Automated review: reviewed PR #680 at f456b50 against main. CI is currently green, but I found blocking cache/privacy regressions around late Set-Cookie response effects and surrogate-cache headers, plus one medium refresh-demand correctness issue. Details are inline.

[ChristianPavilonis]

Review Summary

🔧 Requesting changes on PR #680 at f456b506. CI is green, but I found two high-priority correctness/security issues and one medium config-safety issue in the server-side ad-template flow.

I avoided duplicating the latest existing inline comments on request-filter Set-Cookie cache privacy, no-store surrogate headers, and container-backed Prebid refresh recovery.

Findings submitted inline: 0 P0, 2 P1, 1 P2, 0 P3.

[ChristianPavilonis]

Automated review: I reviewed PR #680 at a3160d5 against main. CI is currently green, and many prior review issues have been fixed, but I found two remaining high-impact issues that should be addressed before merge: /auction can still forward client-provided EIDs when the current consent context forbids EC identity use, and TS-owned GPT slots can stay blank on pages that use GPT disableInitialLoad(). Details are inline.

Review Summary

Reviewed the current server-side ad templates implementation, focusing on consent/privacy, the /auction and /__ts/page-bids paths, GPT/Prebid client behavior, and existing review context.

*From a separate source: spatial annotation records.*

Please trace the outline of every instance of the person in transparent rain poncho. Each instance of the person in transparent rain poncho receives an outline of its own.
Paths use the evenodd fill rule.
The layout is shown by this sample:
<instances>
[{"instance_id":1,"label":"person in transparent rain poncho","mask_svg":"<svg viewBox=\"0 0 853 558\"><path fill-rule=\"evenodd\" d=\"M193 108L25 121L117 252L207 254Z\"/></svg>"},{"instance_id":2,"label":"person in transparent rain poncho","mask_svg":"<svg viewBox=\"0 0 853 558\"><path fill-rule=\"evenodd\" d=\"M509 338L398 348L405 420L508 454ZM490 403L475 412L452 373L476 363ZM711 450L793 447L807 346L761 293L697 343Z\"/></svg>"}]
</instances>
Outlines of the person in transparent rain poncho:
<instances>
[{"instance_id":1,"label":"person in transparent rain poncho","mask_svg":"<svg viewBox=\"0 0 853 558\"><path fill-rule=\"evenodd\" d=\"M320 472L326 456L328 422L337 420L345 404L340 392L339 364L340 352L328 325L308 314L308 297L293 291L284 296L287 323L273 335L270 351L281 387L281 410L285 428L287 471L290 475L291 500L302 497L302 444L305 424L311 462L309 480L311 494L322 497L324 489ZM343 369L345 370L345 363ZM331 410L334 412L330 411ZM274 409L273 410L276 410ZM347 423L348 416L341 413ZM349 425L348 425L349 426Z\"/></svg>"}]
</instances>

Overall risk is reduced compared with earlier revisions, but these two issues affect privacy/compliance and first-impression serving compatibility.

Findings

P0 / Blockers

None.

P1 / High

1. /auction resolves and forwards client EIDs even when EC identity is not allowed — see inline.
2. TS-owned GPT slots are only displayed, not refreshed, so pages using GPT disableInitialLoad() can get blank first impressions — see inline.

P2 / Medium

None included.

P3 / Low

None included.

CI / Existing Reviews

All current GitHub checks pass (cargo fmt/test, clippy/Analyze, vitest, integration/browser tests, CodeQL, docs/TS format). I checked prior review threads and avoided re-reporting issues that were already fixed or explicitly deferred.

[ChristianPavilonis]

Automated review: I reviewed PR #680 at bf76d41 against origin/main, including the Rust publisher/page-bids auction path, the GPT/Prebid browser code, config/build validation, CI status, and existing review threads. I did not find any new blocking correctness/security/data-loss issues. I left two non-blocking findings inline: one concrete build-time validation gap for creative-opportunity slot config, and one stale code-doc contract around SPA navigation ownership. CI is currently green across the reported PR checks.

[ChristianPavilonis]

Automated review: P2 — Build-time slot-pattern validation is ineffective in the build.rs context.

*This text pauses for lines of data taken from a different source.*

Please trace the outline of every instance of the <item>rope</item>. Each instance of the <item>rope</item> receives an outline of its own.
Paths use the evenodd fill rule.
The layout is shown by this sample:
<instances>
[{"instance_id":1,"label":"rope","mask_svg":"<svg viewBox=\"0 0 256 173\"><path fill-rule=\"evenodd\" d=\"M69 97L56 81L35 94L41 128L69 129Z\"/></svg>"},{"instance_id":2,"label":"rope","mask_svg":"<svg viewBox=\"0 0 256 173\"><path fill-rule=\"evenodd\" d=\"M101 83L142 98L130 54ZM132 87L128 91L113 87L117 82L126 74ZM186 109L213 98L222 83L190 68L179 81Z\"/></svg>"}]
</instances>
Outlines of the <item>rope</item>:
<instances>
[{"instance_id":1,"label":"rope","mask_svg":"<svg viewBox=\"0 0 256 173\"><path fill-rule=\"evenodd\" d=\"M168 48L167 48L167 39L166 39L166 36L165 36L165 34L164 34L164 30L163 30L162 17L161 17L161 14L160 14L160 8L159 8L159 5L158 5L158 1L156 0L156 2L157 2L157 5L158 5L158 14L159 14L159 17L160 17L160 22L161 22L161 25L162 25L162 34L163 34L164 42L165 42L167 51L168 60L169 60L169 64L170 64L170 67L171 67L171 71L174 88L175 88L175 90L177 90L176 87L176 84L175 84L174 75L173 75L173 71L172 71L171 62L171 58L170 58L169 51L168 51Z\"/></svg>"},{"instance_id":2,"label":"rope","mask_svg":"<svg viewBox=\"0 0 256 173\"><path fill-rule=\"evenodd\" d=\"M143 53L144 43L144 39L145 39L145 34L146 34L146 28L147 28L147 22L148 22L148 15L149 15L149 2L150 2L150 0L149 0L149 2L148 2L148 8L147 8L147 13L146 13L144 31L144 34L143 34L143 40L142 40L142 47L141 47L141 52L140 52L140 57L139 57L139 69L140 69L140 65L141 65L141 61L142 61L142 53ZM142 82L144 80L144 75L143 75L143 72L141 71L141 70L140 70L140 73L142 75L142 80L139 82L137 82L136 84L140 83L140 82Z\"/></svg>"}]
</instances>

The new creative_slot_build_check::validate_creative_slot() path says it rejects invalid page_patterns before embedding config, but in build.rs the local glob::Pattern::new stub unconditionally returns Ok. That means a private/env slot such as page_patterns = ["["] passes the build-time check and is serialized into target/trusted-server-out.toml; the real runtime loader later uses the actual glob crate, drops/rejects the pattern during Settings::from_toml, and can fail service startup/request settings load instead of failing the build. This also makes the build-time tests misleading because they run against the real crate dependency, not this stub.

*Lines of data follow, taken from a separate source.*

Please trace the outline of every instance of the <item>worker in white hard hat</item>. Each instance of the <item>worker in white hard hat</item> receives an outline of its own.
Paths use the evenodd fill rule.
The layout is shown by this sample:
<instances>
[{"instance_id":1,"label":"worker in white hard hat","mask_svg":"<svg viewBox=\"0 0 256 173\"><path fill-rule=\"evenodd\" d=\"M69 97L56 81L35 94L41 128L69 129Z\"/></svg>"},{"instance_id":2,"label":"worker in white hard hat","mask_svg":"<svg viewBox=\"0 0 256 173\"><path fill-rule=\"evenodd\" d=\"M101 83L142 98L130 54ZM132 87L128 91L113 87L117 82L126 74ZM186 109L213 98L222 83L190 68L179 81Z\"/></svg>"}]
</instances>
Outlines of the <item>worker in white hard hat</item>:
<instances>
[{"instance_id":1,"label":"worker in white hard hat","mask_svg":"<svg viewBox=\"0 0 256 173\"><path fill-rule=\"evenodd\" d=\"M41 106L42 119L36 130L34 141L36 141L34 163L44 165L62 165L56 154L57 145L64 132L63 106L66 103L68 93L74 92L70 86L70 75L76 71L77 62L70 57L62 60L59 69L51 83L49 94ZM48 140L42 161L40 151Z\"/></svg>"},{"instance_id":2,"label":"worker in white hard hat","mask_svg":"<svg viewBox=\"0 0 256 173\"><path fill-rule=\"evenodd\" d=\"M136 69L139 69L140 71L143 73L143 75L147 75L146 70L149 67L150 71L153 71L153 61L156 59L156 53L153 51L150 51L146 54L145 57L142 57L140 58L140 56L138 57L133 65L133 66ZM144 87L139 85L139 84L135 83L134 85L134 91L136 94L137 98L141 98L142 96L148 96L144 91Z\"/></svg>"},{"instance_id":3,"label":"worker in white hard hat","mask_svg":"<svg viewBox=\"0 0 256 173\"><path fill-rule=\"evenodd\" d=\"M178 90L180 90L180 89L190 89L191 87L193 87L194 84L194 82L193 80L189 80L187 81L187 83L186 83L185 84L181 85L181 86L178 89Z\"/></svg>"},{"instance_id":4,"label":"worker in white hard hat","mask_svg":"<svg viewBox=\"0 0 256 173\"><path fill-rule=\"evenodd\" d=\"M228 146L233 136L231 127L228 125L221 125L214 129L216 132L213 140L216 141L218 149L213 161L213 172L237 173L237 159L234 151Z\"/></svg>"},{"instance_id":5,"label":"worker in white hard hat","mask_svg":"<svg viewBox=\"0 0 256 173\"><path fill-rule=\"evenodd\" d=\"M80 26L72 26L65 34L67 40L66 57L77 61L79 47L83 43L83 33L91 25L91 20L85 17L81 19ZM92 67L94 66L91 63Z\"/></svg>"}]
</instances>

Suggested fix: avoid stubbing glob for this path (depend on the real glob crate from the build script, or move the pattern-validity check into a small helper that build.rs can compile with the real dependency). Add a build-context regression test or an integration-style check that an invalid env-injected slot pattern fails during build-time validation.

[ChristianPavilonis]

Automated review: P3 — This handoff comment no longer matches the implemented SPA flow.

The PR now installs installSpaAuctionHook() from the GPT bundle and GET /__ts/page-bids handles pushState / replaceState / popstate route changes. Saying that SPA pushState navigation is slim-Prebid's domain contradicts auction/endpoints.rs and the actual client code, and can mislead future maintainers about which component owns route-level server-side auctions.

Suggested fix: update this paragraph to say slim-Prebid owns scroll/GPT refresh, while SPA navigation is handled by installSpaAuctionHook() + /__ts/page-bids.